Carros voadores no Brasil passaram a integrar oficialmente a agenda regulatória do governo federal. Na próxima quinta-feira (19/03), o Ministério de Portos e Aeroportos deve iniciar uma tomada de subsídios para estruturar regras para aeronaves elétricas de decolagem vertical (eVTOL) e drones, tecnologia associada à mobilidade aérea avançada para transporte urbano e logística.
A iniciativa busca reunir contribuições de empresas de tecnologia aeronáutica, entidades do setor, especialistas e órgãos públicos. O objetivo é construir uma base técnica para futuras políticas públicas voltadas ao transporte de passageiros e cargas em trajetos curtos, segundo o Ministério.

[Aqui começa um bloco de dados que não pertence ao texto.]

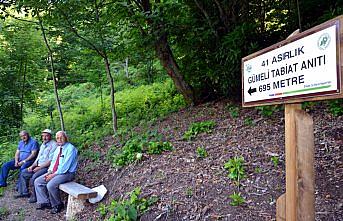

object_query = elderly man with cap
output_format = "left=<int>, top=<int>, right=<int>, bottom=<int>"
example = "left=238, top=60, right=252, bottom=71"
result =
left=34, top=131, right=77, bottom=214
left=14, top=129, right=57, bottom=203
left=0, top=130, right=39, bottom=187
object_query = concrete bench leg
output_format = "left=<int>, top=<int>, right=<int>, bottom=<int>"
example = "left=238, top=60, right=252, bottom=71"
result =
left=66, top=195, right=85, bottom=220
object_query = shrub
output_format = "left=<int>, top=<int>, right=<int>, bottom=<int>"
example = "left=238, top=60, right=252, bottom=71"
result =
left=183, top=121, right=216, bottom=140
left=196, top=147, right=208, bottom=158
left=224, top=156, right=245, bottom=184
left=97, top=187, right=158, bottom=221
left=328, top=99, right=343, bottom=117
left=229, top=193, right=245, bottom=206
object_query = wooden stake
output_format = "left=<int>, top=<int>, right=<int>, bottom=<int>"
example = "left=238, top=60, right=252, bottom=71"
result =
left=285, top=104, right=301, bottom=221
left=276, top=193, right=286, bottom=221
left=284, top=104, right=315, bottom=221
left=295, top=110, right=315, bottom=221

Carros voadores no Brasil entram no radar regulatório
O levantamento será conduzido pela Secretaria de Aviação Civil em parceria com a Agência Nacional de Aviação Civil (Anac) e o Departamento de Controle do Espaço Aéreo (DECEA). A consulta pretende identificar lacunas no ordenamento jurídico e levantar riscos e oportunidades ligados à operação das novas aeronaves.
De acordo com o secretário de Aviação Civil, Daniel Longo, o processo de regulação de carros voadores no Brasil vai reunir contribuições de diversos atores. A meta, segundo ele, é “encontrar lacunas no ordenamento jurídico brasileiro, mapear riscos e oportunidades e oferecer diretrizes à segurança das operações”.
Entre os temas analisados estão segurança operacional, gestão do espaço aéreo, infraestrutura urbana, impactos ambientais, defesa do consumidor, capacitação de profissionais e pesquisa e desenvolvimento. O conjunto dessas informações deve orientar a construção de um marco regulatório para o setor.
Regulamentação da mobilidade aérea avançada
Os eVTOLs, os “carros voadores”, são aeronaves elétricas capazes de decolar e pousar verticalmente, dispensando pistas tradicionais. Por isso, empresas do setor, como a Embraer, que realizou testes em 2025, apontam os eVTOLs como alternativa para deslocamentos urbanos rápidos e para operações de logística aérea de curta distância.
Outro ponto avaliado pelo governo envolve a infraestrutura para o uso de carros voadores no Brasil. O país já possui uma ampla rede de helipontos urbanos graças a serviços de transporte privado, que operadores e cidades podem adaptar para funcionar como vertiportos, estruturas projetadas para receber aeronaves desse tipo.
Essa possibilidade, portanto, pode reduzir parte do investimento inicial necessário para operações comerciais. Além disso, a transição poderia estimular novos projetos na indústria aeronáutica brasileira e em empresas de tecnologia ligadas à mobilidade aérea.
Carros voadores no Brasil e o cenário internacional
O avanço regulatório ocorre enquanto outros países já estruturam regras para o setor. A China autorizou a primeira operação comercial com eVTOLs, enquanto Estados Unidos, União Europeia e Japão desenvolvem normas e processos de certificação para essas aeronaves.
No Brasil, especialistas do setor apontam que a ausência de um marco legal específico ainda limita a previsibilidade para investidores e operadores interessados em explorar o mercado.
Nesse contexto, a consulta aberta pelo Ministério dos Portos e Aeroportos representa uma etapa preparatória para organizar o ambiente regulatório. Ao reunir contribuições técnicas e institucionais, o processo pode orientar decisões sobre segurança aérea, infraestrutura urbana, regulação tecnológica e modelos de operação, elementos centrais para viabilizar carros voadores no Brasil.